In einem Gespräch mit Reportern am Tag der Einführung sagte er: „Ich bin sicher, dass Teile des Europäischen Parlaments und Teile der Mitgliedstaaten die Elemente des Pakets nicht mögen werden, aber wir haben versucht, ein ausgewogenes Paket zu schnüren … Aber Sie kann das Ziel nicht bestreiten, das immer noch minus 55 % betragen muss, weil es gesetzlich festgelegt ist“, fügte er hinzu.

Auch die Grünen-Abgeordneten Ciarán Cuffe verteidigten das Gesetzespaket.

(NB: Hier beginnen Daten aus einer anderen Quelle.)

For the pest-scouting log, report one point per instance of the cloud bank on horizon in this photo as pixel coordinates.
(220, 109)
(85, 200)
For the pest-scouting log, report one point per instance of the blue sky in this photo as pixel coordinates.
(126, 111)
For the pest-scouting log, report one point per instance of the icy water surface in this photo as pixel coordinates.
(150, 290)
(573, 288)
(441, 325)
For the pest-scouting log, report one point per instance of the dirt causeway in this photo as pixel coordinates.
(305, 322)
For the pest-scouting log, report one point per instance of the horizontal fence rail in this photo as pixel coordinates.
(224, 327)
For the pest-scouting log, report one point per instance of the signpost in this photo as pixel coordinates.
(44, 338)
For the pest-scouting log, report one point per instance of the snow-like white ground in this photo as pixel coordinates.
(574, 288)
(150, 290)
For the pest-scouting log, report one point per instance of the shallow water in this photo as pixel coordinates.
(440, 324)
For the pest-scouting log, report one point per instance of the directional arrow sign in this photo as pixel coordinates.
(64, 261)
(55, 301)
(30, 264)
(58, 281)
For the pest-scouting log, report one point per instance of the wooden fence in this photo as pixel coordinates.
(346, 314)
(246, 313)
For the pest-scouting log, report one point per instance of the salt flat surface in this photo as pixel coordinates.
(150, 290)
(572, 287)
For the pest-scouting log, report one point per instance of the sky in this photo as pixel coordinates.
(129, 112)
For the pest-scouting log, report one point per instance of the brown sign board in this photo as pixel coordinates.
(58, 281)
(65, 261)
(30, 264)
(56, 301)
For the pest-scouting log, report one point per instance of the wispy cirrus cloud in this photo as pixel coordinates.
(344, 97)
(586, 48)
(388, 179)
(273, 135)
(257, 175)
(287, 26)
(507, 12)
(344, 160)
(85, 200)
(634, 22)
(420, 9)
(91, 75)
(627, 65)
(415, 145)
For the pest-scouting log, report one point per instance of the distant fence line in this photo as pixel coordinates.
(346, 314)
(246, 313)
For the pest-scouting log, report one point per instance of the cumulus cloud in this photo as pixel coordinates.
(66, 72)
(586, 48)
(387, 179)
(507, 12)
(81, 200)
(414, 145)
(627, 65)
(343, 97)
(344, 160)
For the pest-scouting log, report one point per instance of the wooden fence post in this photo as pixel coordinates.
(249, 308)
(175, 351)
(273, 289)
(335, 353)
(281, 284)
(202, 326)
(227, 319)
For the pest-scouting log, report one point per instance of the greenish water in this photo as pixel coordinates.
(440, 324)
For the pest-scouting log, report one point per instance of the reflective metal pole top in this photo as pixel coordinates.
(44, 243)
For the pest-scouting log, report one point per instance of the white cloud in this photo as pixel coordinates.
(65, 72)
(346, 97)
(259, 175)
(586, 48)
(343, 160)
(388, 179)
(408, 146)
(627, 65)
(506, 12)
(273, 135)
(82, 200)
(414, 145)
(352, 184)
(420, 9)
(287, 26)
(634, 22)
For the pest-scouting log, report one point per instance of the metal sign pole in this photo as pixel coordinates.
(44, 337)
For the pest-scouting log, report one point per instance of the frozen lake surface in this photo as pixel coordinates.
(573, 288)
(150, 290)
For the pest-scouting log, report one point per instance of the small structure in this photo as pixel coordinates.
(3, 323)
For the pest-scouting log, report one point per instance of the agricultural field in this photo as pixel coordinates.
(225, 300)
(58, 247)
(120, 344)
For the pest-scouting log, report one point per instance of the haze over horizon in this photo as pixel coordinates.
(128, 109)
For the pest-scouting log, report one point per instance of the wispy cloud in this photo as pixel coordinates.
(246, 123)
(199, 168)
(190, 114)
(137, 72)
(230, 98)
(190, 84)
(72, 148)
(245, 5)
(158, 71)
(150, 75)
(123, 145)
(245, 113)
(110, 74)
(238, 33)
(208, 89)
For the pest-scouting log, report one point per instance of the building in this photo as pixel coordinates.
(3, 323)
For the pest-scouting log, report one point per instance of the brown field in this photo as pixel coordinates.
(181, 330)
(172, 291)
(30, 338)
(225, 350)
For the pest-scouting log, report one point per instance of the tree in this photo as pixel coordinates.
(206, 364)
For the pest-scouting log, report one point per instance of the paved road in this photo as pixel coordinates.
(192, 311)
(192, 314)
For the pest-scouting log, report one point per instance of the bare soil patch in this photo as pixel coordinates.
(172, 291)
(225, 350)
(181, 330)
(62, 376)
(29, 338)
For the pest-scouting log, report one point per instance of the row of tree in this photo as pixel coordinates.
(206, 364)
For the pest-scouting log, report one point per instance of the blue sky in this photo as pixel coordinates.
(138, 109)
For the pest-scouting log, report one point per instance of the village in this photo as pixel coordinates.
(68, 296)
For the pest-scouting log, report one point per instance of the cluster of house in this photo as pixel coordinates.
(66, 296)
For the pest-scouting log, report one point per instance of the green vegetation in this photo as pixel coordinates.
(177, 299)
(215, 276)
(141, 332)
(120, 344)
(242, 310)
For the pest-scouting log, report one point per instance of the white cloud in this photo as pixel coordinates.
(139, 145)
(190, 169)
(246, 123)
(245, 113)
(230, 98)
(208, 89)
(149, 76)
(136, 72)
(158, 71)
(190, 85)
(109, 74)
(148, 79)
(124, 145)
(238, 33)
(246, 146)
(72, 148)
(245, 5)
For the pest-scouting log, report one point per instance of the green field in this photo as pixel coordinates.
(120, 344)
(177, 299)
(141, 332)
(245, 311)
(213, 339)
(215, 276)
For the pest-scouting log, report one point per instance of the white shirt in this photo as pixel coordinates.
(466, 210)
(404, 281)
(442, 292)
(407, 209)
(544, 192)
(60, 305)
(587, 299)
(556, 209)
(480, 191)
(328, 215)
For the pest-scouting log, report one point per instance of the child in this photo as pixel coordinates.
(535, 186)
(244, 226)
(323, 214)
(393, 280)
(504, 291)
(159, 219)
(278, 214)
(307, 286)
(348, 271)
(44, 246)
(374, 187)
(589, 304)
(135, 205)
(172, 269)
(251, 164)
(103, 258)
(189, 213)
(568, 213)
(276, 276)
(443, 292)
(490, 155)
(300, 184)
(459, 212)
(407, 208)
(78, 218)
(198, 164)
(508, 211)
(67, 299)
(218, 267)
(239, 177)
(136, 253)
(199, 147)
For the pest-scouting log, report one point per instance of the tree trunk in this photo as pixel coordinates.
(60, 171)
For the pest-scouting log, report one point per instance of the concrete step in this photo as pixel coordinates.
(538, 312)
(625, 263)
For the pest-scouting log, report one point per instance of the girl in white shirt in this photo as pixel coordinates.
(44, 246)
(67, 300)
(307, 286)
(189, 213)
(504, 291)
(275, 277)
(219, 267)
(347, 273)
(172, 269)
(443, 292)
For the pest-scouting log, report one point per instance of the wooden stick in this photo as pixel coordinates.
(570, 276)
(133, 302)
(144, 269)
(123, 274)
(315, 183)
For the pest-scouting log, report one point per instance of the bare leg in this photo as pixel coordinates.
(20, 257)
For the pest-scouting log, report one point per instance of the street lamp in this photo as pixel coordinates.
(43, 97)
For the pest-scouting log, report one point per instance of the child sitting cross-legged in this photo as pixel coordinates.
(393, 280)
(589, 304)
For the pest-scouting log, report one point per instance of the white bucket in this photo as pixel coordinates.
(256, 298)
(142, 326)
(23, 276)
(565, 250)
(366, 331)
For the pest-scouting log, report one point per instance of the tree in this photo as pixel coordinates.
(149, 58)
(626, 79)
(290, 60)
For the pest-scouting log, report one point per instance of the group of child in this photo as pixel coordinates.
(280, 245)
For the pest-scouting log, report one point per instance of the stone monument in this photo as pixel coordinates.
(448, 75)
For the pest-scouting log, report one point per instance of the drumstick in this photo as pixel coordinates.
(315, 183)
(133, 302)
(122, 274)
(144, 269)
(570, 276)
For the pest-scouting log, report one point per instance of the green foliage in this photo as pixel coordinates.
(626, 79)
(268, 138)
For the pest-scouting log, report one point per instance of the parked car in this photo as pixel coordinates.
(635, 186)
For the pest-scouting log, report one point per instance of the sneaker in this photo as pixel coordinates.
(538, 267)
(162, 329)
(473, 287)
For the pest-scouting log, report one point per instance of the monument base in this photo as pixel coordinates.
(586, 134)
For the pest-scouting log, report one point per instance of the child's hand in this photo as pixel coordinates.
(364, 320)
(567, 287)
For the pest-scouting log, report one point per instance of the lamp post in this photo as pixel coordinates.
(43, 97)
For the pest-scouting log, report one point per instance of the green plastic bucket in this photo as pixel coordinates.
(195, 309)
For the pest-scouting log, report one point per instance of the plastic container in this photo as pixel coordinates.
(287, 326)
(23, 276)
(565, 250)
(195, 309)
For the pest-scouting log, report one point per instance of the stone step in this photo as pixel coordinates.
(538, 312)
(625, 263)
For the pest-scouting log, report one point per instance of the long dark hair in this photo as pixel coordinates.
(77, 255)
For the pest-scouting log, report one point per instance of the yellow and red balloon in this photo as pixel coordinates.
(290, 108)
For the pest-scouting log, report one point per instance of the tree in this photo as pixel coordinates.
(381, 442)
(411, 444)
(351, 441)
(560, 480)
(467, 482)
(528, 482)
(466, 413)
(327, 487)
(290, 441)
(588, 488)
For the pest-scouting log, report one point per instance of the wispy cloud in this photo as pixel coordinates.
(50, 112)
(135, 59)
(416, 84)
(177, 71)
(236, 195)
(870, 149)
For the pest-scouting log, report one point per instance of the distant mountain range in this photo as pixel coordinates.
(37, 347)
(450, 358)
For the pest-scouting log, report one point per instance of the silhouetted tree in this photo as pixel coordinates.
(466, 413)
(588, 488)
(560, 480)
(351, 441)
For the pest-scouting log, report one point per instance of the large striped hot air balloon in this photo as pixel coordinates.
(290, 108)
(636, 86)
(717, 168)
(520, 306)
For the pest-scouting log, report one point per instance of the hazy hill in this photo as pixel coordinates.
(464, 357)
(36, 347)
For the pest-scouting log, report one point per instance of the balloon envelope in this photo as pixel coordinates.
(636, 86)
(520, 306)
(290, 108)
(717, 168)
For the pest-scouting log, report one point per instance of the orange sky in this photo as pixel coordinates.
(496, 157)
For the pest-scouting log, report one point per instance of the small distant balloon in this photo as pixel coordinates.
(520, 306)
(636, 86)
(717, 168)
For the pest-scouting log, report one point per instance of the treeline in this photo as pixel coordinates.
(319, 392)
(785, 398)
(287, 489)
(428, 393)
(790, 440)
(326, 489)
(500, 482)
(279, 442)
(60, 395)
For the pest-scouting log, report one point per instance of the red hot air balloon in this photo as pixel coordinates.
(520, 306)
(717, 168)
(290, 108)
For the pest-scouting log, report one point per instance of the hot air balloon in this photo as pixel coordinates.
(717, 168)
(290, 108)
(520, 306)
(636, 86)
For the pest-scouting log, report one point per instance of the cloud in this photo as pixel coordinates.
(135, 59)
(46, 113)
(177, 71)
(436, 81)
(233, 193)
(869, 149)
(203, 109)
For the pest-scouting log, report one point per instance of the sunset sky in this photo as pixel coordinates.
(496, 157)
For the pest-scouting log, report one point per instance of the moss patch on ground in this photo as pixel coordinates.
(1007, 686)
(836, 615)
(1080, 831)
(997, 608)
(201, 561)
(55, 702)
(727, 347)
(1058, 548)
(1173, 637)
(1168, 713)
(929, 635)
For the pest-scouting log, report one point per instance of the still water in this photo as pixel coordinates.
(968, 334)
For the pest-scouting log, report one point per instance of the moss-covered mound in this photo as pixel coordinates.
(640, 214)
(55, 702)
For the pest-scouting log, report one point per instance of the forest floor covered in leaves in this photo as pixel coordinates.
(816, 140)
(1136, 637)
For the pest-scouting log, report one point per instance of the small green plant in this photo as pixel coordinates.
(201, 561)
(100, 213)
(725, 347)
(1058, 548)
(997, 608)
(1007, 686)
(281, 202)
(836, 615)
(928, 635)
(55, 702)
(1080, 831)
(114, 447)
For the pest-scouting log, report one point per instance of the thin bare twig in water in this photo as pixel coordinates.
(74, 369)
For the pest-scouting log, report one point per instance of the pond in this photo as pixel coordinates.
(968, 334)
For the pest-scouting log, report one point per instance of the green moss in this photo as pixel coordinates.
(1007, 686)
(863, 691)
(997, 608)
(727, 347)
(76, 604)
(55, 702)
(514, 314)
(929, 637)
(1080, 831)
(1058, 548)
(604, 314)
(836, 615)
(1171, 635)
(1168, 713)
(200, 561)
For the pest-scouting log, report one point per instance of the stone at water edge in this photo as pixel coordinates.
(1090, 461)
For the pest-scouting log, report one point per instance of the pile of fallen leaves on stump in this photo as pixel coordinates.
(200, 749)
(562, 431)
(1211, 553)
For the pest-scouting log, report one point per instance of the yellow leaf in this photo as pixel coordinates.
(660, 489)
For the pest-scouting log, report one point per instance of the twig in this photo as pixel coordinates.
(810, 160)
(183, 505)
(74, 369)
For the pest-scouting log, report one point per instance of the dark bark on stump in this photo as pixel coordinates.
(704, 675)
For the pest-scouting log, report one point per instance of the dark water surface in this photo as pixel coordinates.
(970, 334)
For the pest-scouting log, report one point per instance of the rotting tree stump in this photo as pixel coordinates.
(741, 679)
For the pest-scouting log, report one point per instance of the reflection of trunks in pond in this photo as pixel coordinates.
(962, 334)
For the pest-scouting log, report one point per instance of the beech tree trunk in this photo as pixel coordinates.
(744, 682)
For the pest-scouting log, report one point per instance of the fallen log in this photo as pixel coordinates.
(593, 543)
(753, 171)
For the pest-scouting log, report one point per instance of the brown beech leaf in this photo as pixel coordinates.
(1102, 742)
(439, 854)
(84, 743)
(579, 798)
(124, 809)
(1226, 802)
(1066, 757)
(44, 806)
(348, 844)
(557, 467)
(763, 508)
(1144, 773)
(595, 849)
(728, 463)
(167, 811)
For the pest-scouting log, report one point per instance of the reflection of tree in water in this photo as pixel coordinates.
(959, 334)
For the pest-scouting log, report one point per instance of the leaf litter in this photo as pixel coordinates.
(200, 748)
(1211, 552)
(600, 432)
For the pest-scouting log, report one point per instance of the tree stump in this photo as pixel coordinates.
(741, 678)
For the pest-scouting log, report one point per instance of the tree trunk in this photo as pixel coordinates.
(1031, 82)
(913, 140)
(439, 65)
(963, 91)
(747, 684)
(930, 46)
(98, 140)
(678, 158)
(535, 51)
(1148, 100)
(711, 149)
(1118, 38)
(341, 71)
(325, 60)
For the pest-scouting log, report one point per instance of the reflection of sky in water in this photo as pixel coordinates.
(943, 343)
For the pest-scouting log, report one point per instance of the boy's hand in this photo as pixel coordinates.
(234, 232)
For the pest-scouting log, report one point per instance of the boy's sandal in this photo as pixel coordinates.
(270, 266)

„Wir sollten immer versuchen, Rechtsvorschriften so einfach und umsetzbar wie möglich zu gestalten, aber wir können Rechtsvorschriften, die eindeutig im öffentlichen Interesse liegen, nicht mit der Begründung ablehnen, dass sie zu komplex sind“, sagte der irische Europaabgeordnete gegenüber EURACTIV.

„Je länger wir Maßnahmen verzögern, desto schlimmer werden die Auswirkungen auf die KMU sein. Es ist im Interesse aller in der Geschäftswelt, jetzt so ehrgeizig wie möglich zu sein – das wird die Komplexität auf der ganzen Linie weiter reduzieren“, fügte er hinzu.